As transportation accidents continue to be the number one cause of on-the-job deaths, occupational safety and health professionals, law enforcement and academia from 27 states, Canada and Switzerland recently met at UPS headquarters in Atlanta for a sold-out American Society of Safety Engineers’ “Improving Fleet Safety” symposium to identify additional ways to prevent injuries and fatalities on the roads.
The focus of the symposium was to offer safety, health and environmental professionals an opportunity to participate in sessions and panel discussions on new challenges faced within the transportation industry, management processes and best practices. Pilot programs involving new technology aimed at understanding driver behavior and the lone-worker environment were some of the many topics discussed at the two-day conference. In addition, the presentations went beyond addressing large trucks to include personal vehicles used for work, vans, utility vehicles and more.
In 2006, 5,703 people died from on-the-job injuries in the United States, and nearly one out of four of those fatal work injuries were transportation-related. Worldwide, roadway crashes and fatalities are at an all-time high. In the United States, there were 6,159,000 vehicle crashes in 2005, resulting in the death of 43,443 people and injuring 2.7 million more; those accidents cost the United States $230.6 billion. For businesses, the Federal Motor Carrier Safety Administration estimates that the per-crash cost for a fatal crash involving a company vehicle to be $3,604,518.
Seatbelts and company programs aimed at reducing aggressive and distracted driving can work, conference participants said, but many are looking at in-vehicle cameras, vehicle and cargo tracking systems, and the importance of safety coaching and actively managing employee performance.
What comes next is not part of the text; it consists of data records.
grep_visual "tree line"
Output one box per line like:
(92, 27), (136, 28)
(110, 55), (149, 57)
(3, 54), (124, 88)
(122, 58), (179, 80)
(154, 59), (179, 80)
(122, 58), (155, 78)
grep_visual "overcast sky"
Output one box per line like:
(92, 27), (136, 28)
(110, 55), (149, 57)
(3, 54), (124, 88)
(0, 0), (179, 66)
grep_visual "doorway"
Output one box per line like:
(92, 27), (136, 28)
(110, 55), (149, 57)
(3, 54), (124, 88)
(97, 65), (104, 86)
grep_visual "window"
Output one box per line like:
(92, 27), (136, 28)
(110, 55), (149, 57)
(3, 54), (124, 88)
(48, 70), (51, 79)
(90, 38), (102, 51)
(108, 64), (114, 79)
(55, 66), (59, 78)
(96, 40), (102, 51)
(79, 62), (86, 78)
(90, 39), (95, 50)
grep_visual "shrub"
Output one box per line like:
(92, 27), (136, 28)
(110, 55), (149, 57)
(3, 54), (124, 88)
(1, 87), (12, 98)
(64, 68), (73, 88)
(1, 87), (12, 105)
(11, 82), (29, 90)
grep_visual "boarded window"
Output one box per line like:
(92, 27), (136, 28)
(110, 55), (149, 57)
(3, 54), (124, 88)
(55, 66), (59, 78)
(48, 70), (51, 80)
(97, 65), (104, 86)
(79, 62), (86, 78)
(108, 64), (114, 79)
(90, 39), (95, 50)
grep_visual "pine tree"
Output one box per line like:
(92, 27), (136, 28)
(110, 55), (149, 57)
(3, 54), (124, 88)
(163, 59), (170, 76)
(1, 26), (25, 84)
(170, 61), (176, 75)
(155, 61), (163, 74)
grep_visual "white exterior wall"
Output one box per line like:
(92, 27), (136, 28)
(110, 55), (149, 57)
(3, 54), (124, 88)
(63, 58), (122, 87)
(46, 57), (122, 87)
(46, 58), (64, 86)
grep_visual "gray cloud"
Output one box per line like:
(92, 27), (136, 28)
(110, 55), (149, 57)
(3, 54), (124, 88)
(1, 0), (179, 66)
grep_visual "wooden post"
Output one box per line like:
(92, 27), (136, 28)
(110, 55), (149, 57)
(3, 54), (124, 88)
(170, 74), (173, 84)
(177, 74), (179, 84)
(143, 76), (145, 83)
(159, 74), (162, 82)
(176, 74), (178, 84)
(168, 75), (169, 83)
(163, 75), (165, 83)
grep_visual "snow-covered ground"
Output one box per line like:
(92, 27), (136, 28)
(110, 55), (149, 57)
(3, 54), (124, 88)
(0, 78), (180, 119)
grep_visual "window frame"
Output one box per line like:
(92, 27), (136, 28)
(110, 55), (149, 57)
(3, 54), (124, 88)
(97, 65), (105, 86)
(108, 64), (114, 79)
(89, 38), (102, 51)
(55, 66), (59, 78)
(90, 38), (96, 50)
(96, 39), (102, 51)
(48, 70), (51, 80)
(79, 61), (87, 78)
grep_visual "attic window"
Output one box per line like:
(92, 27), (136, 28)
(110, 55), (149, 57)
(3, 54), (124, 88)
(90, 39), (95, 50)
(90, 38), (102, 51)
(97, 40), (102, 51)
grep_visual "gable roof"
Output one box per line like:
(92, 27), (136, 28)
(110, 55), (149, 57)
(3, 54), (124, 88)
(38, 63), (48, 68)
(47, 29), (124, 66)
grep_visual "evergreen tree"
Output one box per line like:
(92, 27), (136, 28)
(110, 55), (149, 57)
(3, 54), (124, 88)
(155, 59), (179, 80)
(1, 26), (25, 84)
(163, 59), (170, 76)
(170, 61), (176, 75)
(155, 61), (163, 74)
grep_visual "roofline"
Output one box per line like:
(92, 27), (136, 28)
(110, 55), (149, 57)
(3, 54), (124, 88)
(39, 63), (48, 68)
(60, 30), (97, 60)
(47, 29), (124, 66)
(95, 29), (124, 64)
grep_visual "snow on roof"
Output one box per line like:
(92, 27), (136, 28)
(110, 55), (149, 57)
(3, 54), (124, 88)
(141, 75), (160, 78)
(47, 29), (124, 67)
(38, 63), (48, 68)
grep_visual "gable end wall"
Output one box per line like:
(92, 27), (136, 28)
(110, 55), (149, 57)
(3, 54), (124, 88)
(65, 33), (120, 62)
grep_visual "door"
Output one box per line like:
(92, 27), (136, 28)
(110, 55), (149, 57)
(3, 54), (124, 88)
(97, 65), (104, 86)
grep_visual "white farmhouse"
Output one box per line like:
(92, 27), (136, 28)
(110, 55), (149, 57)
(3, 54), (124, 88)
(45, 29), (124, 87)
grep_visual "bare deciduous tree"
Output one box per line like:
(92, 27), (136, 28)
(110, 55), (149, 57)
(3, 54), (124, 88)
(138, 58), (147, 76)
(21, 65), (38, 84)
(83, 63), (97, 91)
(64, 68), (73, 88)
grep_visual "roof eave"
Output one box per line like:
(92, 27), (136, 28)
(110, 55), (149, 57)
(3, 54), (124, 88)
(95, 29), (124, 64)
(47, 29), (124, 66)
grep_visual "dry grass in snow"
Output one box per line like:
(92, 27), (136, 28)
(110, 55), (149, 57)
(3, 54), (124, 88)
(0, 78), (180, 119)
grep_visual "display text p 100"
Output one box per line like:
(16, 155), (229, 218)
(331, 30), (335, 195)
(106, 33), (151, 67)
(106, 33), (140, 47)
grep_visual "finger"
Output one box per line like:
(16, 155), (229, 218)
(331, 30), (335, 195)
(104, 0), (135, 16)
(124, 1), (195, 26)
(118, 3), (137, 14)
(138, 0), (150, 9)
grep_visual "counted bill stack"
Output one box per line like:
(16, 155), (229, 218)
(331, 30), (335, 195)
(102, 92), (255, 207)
Attendees agreed that safety is good business and that transportation crashes not only cause injuries and fatalities, but increase maintenance costs; lead to road repair and retraining and hiring new drivers; and slice away at a company’s good reputation.
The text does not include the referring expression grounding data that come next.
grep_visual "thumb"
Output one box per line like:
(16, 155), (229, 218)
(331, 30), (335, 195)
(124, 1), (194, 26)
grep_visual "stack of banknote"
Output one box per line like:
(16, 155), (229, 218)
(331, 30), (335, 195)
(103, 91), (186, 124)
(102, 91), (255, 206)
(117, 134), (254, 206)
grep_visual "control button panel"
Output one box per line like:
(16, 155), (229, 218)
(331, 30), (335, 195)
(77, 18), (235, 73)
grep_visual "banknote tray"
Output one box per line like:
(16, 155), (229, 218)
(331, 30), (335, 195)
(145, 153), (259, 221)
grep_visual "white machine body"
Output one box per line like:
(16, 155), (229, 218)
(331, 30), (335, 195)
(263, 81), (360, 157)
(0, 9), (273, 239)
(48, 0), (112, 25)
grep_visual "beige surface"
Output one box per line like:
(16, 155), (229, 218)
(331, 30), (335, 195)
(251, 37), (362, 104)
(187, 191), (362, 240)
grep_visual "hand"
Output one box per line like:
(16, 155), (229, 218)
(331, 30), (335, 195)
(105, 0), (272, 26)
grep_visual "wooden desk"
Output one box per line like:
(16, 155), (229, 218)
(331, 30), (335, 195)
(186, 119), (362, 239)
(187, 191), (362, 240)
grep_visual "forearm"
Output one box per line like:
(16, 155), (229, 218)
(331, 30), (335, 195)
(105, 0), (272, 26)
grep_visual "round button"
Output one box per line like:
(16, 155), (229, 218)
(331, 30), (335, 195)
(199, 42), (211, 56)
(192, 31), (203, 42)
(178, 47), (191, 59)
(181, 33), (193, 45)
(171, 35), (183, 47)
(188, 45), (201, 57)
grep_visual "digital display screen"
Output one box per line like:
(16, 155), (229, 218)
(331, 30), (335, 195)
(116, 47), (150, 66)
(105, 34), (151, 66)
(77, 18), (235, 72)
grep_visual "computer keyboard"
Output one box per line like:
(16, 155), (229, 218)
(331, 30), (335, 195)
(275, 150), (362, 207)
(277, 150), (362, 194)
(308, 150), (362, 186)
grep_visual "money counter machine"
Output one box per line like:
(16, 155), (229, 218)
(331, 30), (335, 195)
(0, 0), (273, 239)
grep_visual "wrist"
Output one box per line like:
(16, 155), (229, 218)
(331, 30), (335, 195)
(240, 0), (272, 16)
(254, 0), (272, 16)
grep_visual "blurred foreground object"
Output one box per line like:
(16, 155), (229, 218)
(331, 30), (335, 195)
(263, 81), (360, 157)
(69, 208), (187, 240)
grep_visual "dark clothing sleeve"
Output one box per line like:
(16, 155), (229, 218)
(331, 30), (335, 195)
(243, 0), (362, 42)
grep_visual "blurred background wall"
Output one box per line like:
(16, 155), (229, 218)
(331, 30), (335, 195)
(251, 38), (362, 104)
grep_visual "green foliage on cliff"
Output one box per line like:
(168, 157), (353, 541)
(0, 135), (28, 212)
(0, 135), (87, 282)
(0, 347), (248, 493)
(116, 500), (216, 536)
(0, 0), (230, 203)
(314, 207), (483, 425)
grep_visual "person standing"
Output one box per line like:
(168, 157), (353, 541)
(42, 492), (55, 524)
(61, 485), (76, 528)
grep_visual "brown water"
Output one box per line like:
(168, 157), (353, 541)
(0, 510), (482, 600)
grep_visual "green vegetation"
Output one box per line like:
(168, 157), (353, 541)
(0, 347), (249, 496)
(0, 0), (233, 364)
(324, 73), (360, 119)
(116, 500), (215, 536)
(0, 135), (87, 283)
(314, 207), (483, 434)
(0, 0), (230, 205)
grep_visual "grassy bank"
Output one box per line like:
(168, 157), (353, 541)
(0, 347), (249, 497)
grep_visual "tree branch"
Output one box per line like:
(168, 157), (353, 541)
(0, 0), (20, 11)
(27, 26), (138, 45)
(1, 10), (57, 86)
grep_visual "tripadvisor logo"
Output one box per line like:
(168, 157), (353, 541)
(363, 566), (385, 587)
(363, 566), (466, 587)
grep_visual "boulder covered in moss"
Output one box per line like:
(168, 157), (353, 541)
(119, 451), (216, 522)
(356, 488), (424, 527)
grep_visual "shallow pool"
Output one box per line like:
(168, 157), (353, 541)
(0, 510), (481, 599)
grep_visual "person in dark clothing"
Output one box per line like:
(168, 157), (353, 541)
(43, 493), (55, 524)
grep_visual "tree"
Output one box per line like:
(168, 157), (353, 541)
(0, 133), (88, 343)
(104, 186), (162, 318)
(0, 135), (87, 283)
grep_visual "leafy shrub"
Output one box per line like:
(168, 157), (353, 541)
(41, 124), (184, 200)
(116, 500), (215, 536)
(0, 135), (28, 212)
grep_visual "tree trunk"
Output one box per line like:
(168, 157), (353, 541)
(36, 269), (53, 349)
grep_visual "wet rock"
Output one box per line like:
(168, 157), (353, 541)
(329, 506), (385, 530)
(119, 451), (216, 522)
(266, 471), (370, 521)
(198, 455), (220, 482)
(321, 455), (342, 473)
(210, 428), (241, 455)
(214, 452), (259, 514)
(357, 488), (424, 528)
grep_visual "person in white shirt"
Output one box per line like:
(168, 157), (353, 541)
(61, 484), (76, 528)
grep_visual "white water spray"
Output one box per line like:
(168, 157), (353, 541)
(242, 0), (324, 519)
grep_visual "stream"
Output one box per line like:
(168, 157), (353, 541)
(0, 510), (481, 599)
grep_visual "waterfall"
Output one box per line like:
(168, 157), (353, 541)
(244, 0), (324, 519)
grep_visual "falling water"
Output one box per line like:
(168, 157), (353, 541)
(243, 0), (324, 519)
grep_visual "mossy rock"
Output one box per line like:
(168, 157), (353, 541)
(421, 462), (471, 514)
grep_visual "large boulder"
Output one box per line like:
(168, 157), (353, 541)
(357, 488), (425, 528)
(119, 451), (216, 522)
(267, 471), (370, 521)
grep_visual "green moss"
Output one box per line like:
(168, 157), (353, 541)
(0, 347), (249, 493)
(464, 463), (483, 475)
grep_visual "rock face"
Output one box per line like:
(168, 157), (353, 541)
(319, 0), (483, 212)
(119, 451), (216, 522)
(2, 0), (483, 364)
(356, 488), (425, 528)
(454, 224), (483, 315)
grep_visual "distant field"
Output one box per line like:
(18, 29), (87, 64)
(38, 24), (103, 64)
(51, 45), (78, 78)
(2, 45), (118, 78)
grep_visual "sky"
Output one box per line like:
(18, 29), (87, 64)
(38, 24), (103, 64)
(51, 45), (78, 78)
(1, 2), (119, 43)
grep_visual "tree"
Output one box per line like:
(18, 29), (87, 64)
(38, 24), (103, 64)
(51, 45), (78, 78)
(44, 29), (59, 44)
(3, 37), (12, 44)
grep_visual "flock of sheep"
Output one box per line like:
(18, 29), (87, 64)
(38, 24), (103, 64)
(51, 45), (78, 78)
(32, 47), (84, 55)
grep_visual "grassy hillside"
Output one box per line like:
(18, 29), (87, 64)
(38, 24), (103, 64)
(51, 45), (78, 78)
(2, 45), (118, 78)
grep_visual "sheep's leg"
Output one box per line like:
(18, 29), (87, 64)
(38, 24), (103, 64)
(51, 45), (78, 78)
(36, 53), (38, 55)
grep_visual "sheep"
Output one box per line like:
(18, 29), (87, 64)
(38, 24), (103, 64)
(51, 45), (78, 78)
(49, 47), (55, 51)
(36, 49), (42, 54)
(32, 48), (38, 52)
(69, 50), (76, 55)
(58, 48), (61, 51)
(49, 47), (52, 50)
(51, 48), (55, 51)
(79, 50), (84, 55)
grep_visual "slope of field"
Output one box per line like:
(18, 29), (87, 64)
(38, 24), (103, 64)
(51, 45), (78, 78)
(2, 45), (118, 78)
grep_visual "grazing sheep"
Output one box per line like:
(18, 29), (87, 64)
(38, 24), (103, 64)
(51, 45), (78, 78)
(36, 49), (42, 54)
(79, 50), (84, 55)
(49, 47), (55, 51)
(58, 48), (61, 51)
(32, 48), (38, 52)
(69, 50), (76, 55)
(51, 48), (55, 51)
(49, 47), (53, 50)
“We need to continue to mitigate risk and improve driver safety by using the technologies available to us now, such as electronic driver monitoring and feedback technologies, driver selection processes, and policies and procedures for optimizing transportation safety,” says Nadine Levick, chief executive officer of Objective Safety.
Founded in 1911, the Des Plaines, Ill.-based ASSE has more than 30,000 occupational safety, health and environmental professional members located globally who manage, supervise, research and consult on safety, health, transportation and environmental issues in all industries, government, labor and education.